Background
Lucette Boulnois was born in France in 1931.
Lucette Boulnois was born in France in 1931.
She studied Russian and Chinese at the National Institute of Oriental Languages and Civilisations (INALCO) in Paris.
Her career was book-ended by her seminal 1963 book Louisiana route de la soie, which was translated into nine languages, and her 2001 elaboration on that work titled United Nations Educational, Scientific and Cultural Organization described her as "a world-renowned authority on the history of the fabled trade route". After graduation, Boulnois spent seven years as a translator and it was through the professional contacts and travel that this afforded that she became interested in the Silk Road and trade along lieutenant She was able to visit communist countries when few Western visitors were admitted, and used her language skills to access sources overlooked or inaccessible to most Western scholars.
She became an authority on the history of central Asia and particularly of Nepal and Tibet and Sino-Nepalese relations.

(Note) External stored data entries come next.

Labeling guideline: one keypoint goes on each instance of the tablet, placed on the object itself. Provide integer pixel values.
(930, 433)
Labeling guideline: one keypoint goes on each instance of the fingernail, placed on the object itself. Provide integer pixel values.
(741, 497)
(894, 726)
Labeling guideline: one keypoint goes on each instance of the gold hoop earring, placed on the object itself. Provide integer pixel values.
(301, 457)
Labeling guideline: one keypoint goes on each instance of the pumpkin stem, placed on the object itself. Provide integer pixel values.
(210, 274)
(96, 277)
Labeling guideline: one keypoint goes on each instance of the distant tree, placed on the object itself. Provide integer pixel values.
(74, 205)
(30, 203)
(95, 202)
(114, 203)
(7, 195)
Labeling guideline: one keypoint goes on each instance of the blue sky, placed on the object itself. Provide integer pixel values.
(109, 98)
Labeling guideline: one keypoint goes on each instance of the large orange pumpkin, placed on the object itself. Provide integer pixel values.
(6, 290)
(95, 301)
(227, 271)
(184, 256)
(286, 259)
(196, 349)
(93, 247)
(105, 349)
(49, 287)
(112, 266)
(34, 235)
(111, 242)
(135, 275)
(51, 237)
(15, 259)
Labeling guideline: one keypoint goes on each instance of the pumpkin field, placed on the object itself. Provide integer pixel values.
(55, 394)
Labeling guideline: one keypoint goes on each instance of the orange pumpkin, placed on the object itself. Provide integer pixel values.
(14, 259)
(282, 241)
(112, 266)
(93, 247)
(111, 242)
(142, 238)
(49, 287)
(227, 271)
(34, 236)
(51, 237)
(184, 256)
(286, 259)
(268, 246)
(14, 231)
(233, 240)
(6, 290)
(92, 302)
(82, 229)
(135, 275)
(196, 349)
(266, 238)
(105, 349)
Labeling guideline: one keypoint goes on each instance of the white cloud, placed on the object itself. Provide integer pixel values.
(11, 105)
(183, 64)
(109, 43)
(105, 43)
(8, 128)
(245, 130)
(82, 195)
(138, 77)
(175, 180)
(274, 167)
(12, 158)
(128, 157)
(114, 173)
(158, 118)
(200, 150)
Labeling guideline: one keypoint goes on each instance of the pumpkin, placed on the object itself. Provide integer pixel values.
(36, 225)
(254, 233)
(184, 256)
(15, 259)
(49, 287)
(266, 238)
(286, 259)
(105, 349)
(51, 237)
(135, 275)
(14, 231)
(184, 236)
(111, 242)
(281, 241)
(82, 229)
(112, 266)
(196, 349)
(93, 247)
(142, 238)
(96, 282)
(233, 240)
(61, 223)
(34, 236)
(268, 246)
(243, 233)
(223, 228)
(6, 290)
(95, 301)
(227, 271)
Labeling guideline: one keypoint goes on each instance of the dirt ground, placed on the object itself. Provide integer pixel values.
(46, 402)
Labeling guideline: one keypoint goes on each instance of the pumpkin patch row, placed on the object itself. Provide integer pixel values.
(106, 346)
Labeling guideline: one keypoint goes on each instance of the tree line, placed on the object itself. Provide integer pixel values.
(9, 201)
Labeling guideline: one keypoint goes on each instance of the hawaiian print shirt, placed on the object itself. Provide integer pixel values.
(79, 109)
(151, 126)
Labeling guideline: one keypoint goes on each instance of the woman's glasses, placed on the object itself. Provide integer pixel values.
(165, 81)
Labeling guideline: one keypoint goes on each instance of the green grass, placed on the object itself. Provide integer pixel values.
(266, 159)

She worked at the National Centre for Scientific Research (National Center for Scientific Research) for nearly 30 years in Nepalese and Himalayan studies before retiring in 1992. Boulnois"s first book was the seminal Louisiana route de la soie, published with a preface by renowned sinologist Paul Demiéville in Paris in 1963.
lieutenant was published in English in London and New York in 1966. The book has since been translated into nine languages in all, including Chinese and Japanese.
The first edition received only a qualified welcome, being praised for its scope and enthusiasm but also criticised for not being up to date with the latest scholarship, poor referencing, the lack of an index and the omission of references to some authorities in the field
In 2001, Boulnois published her summation of her researches as Louisiana route de la soie-dieux, guerriers et marchands, which was translated into English by Helen Loveday and published in 2004 as Boulnois died in 2009. United Nations Educational, Scientific and Cultural Organization described her as "a world-renowned authority on the history of the fabled trade route".